Nesta quarta-feira, ministros do STF analisam uma série de dispositivos da LRF contestados judicialmente. Um dos temas é a possibilidade de Estados e municípios endividados reduzirem a jornada de trabalho e cortarem salário de servidores. Outro é a possibilidade de o Poder Executivo segurar repasses aos demais Poderes quando há frustração de receitas e necessidade de bloquear despesas, segundo apurou o Estado. Neste último, o relator, ministro Alexandre de Moras, deve se posicionar contra, como antecipou o Estado.
A judicialização das questões fiscais tem preocupado a equipe econômica. Além de agravar a situação fiscal dos governos estaduais ao retardar as medidas de ajuste, também serve de estímulo para que mais governadores procurem a Justiça com o objetivo de conseguir alívio financeiro.
Para o diretor-executivo da Instituição Fiscal Independente (IFI) do Senado, Felipe Salto, a judicialização das questões fiscais é preocupante. “A Lei de Responsabilidade Fiscal é um marco das contas pública, mas precisamos de mais do que isso. Precisamos ter o espírito da responsabilidade fiscal espalhado nas instituições e na sociedade em geral. Não dá para dar um passo na direção da austeridade e dez passos na direção do expansionismo”, diz.
Segundo ele, a situação fiscal dos Estados é ainda mais grave do que na União, mas é preciso também assegurar o cumprimento de regras fiscais. “Não adianta a Justiça querer garantir tudo no papel, mas fechar os olhos para a dura realidade das contas estaduais e municipais”, afirma.
Antes mesmo de conseguir ingressar em 2017 no Regime de Recuperação Fiscal (RRF), programa de socorro da União a Estados em péssimas condições financeiras, o Rio conseguiu liminar do STF para suspender o pagamento de suas dívidas com a União. A decisão também protegia o governo fluminense de bloqueios em suas contas por calotes a bancos em operações que tinham o Tesouro Nacional como fiador.

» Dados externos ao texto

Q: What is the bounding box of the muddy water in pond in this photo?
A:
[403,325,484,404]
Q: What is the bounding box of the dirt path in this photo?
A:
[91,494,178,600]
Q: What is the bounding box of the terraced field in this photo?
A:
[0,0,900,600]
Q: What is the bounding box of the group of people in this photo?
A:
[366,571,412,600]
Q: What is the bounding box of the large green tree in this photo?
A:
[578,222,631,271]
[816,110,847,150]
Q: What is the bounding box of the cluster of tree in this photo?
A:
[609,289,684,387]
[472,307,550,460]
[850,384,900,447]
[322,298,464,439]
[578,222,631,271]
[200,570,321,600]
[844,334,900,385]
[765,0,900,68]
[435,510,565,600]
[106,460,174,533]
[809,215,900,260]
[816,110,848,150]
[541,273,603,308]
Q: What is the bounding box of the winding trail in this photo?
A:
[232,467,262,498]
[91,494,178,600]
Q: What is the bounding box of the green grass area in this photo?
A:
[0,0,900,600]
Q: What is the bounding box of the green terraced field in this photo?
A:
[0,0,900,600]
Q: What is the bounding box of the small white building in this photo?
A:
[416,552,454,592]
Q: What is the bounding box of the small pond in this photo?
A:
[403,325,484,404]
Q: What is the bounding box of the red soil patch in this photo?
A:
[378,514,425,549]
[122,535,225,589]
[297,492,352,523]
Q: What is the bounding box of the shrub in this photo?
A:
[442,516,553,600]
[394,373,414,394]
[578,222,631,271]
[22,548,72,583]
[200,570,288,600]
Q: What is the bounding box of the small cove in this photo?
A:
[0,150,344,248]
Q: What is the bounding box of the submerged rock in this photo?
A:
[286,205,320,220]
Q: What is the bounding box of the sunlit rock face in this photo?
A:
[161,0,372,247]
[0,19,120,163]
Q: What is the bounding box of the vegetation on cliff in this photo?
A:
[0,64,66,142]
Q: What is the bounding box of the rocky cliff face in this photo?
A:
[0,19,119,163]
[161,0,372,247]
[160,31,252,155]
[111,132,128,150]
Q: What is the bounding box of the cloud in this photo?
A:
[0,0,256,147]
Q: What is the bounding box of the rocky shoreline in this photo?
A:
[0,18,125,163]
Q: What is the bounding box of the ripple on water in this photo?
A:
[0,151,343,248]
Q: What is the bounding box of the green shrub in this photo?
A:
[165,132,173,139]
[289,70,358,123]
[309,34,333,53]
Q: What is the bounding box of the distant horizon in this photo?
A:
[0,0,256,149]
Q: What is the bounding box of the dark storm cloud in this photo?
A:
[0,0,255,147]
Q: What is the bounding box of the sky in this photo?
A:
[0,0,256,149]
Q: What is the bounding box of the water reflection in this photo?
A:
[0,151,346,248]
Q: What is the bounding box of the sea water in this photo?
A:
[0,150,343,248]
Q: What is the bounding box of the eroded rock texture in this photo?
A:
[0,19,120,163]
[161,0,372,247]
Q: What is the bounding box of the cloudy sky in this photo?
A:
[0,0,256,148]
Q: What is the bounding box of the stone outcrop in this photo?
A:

Diante do êxito da estratégia, a receita foi mais tarde copiada pelo Rio Grande do Sul, que até hoje não conseguiu aderir ao programa, mas se beneficia de decisão semelhante que permite o não pagamento de uma parcela mensal superior a R$ 200 milhões.
Minas Gerais, outro que enfrenta graves dificuldades e deve pedir ingresso no Regime de Recuperação Fiscal, também está sob proteção de uma liminar que garante ao Estado um valor menor da prestação mensal da dívida com o governo federal.
Liminares
No estudo, a autora analisou separadamente as ações que envolviam a inscrição de Estados no cadastro de inadimplência do governo federal. Mais da metade dos pedidos de liminar para suspender a “negativação” do ente foi atendida em menos de 10 dias. Ao todo, 80% das cautelares foram concedidas em até 30 dias.
Para Andrea, a postura do STF desincentiva o ajuste fiscal. Ela defende que o Supremo repense a responsabilidade dos Estados e passe a considerar em suas decisões não só o direito fundamental alegado pelos governadores, mas também o equilíbrio fiscal. Para a advogada, de nada adianta fazer reformas e estabelecer novas regras de funcionamento e financiamento do Estado se o Supremo continuar a ter uma postura leniente com os governos regionais.
Na visão dela, o STF está transformando o Orçamento brasileiro na "tragédia dos comuns", com todos disputando pelos seus interesses particulares em detrimento da sustentabilidade das finanças para todos.